A autora não minimiza o papel primoroso das religiões, capaz de diminuir “o volume da violência”, pois “sem o mito da salvação pela fé, toda essa potencialidade seria canalizada na direção da agressividade destruidora” (p. 90). Mas também adverte contra os desencontros religiosos, porquanto “nas várias escolas de fé espocam a rebelião, as disputas lamentáveis, a maledicência ácida ou o distanciamento formando quistos perigosos no corpo comunitário” (p. 69).

Sua abordagem, que passa pela compreensão de que o Inconsciente de cada indivíduo “está sempre a ditar-lhe o que fazer e o que realizar” (p. 123), sugere então “uma nova conduta e, para isso, a psicologia profunda se torna o estudo de uma nova linguagem libertadora” (p. 121), ou seja, “uma nova linguagem que rompa com o atavismo, com a memória da sociedade, acumulada de símbolos, falsos uns e inadequados outros” (p. 122), o que significa dizer uma linguagem “sem autopunição, sem autojulgamento, sem autocondenação” (p. 121), implicando, por consequência, “renovar-se sempre para melhor, agindo com correção, sem consciência de culpa, sem autocompaixão, sem ansiedade, viver o tempo com dimensão atemporal" (p. 121-122).
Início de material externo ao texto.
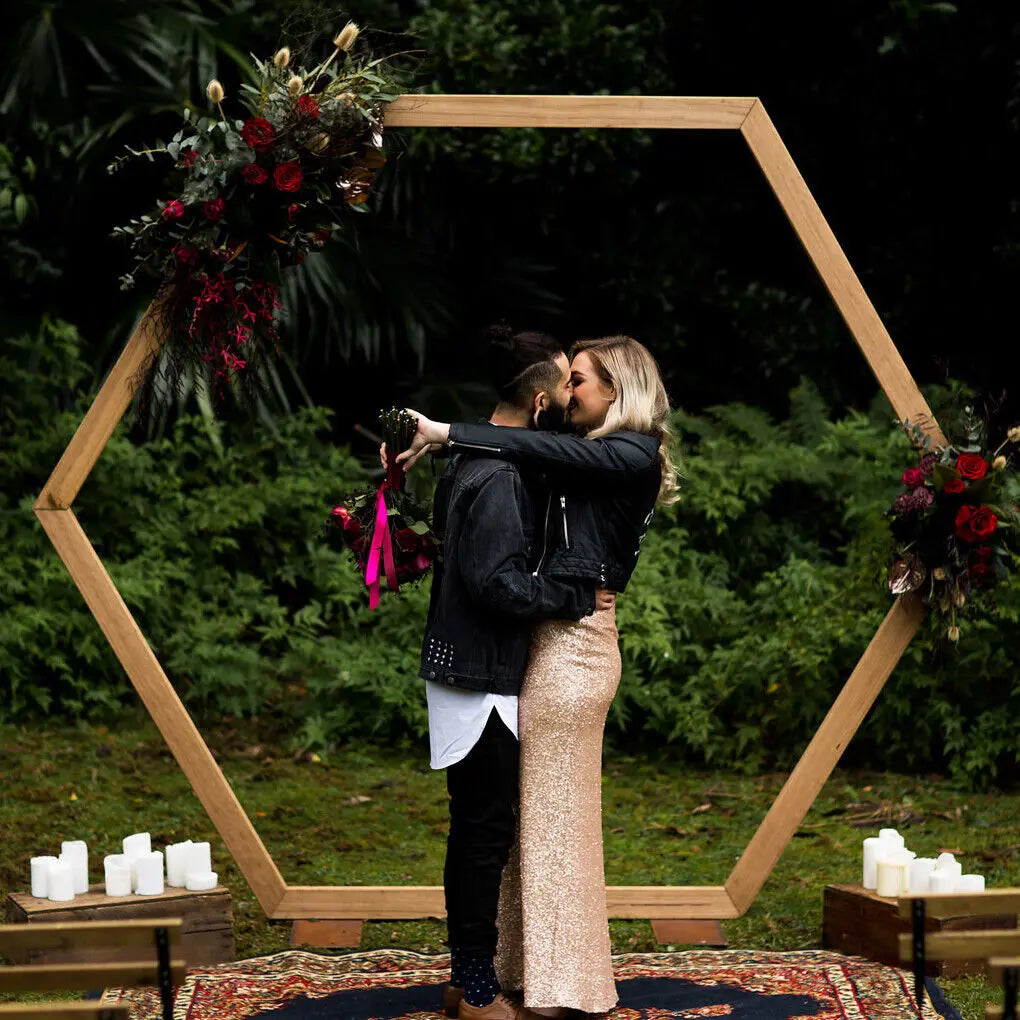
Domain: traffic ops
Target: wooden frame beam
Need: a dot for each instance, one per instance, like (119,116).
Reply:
(746,114)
Essa fisionomia, em arremate, fará com que a "sociedade amedrontada" (p. 25) ceda lugar a novos símbolos que se incorporarão pouco a pouco "ao cotidiano, ensinando disciplina, controle, respeito por si mesmo, aos outros, às autoridades, que no homem se fazem indispensáveis para a feliz coexistência pacífica" (p.49).

Enfim, esse livro, que tem outros relevantes aspectos aqui não focalizados, merece ser lido e relido por ser inegavelmente, como diriam os romanos, um lectio magistralis.

Vitória da Conquista, 29 de maio de 2020.